The three will probably be - yet unconfirmed - Firstgate, AOL and Deutsche Telekom.
They will handle the payments through the user's phone bills,
via prepaid accounts, or via the user's bank account once a month - individual micropayments will be aggregated over a month and then cumulatively deducted from the users account, says Alexander von Reibnitz, VDZ's new media consultant.
"We would like to work together with the big
ISPs as well as with leading, reliable and easy-to-use billing partners" he adds.
All systems are web-based and so do not require publishers to set up large new or complicated systems.
VDZ has made a selection from some 25 operational systems available in Germany.
The official recommendation will evolve in about a week's time, according to Mr Von Reibnitz.
The work is the result of a special task force under the name of Phoenix to deal with online content payment.
VDZ's choice was based upon the need for a branded service with a well known name to inspire user's trust, Mr Von Reibnitz stresses.
Studies he used show that the average payment for an
article will be about 50 eurocents, while the maximum lies at about 5 euro per session.
The organisation's move is the first of its kind in the world and is sure to have a serious impact all over the continent, Mr.

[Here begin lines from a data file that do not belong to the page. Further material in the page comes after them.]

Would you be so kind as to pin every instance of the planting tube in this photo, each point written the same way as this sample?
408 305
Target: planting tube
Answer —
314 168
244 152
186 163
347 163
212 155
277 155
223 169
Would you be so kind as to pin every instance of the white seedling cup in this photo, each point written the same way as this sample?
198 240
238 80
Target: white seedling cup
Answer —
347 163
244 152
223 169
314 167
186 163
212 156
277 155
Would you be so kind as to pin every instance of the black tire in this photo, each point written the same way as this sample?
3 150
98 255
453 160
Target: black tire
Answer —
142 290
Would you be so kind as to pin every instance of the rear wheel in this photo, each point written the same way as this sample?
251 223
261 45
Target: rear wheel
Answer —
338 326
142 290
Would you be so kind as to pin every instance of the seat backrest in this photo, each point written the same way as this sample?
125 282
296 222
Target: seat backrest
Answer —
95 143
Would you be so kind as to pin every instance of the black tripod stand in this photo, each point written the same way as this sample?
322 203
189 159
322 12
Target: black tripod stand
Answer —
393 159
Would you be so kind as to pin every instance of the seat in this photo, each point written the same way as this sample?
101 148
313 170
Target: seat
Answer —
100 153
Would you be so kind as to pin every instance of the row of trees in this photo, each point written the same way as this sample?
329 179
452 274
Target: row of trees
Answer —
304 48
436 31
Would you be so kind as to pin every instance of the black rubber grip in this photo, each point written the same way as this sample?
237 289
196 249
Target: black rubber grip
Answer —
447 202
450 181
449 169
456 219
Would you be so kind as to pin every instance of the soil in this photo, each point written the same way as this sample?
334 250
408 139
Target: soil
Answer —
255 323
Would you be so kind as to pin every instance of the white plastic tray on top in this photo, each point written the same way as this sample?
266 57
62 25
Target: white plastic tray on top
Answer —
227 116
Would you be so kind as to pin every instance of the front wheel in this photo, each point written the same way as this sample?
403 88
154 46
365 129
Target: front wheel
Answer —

Von Reibnitz acknowledges
as most publishers are still wrestling with the isssue.
A few publishers though, among them some very large as Elsevier Science, have already installed either home grown or other systems.
The recommendation will probably come in just before the CeBit, the largest
IT event in the world that takes place later this month in Hannover, where shopping publishers might otherwise be in the woods and have to wade through smaller and larger non standardized offers, some of which may have no proven track record as yet.
The publishers' need for a system, preferably standardized, is evident.
As the financial results pour in, one publisher after the other becomes acutely
aware of the urgent need to make content pay, often substantially.
This week Pearson announced plans for its FT site to go paid this spring, after having eaten up 60 million pounds that are in no way compensated by ad
sales - that have slumped anyway.
Since January the largest German newspaper, Axel Springer's Bild, started to bill for content on its Bild.de
site.
These moves are mirrored by publishers all over Europe: France, the Benelux,
where leading newspaper publisher PCM in Amsterdam has announced definite
plans to roll out billing this year. And in Norway a group of twenty publishers, including a television station, have set-up a joint effort to test
online payment for content by the name of Innholtsnett, that will run through the Norse company E-Solutions.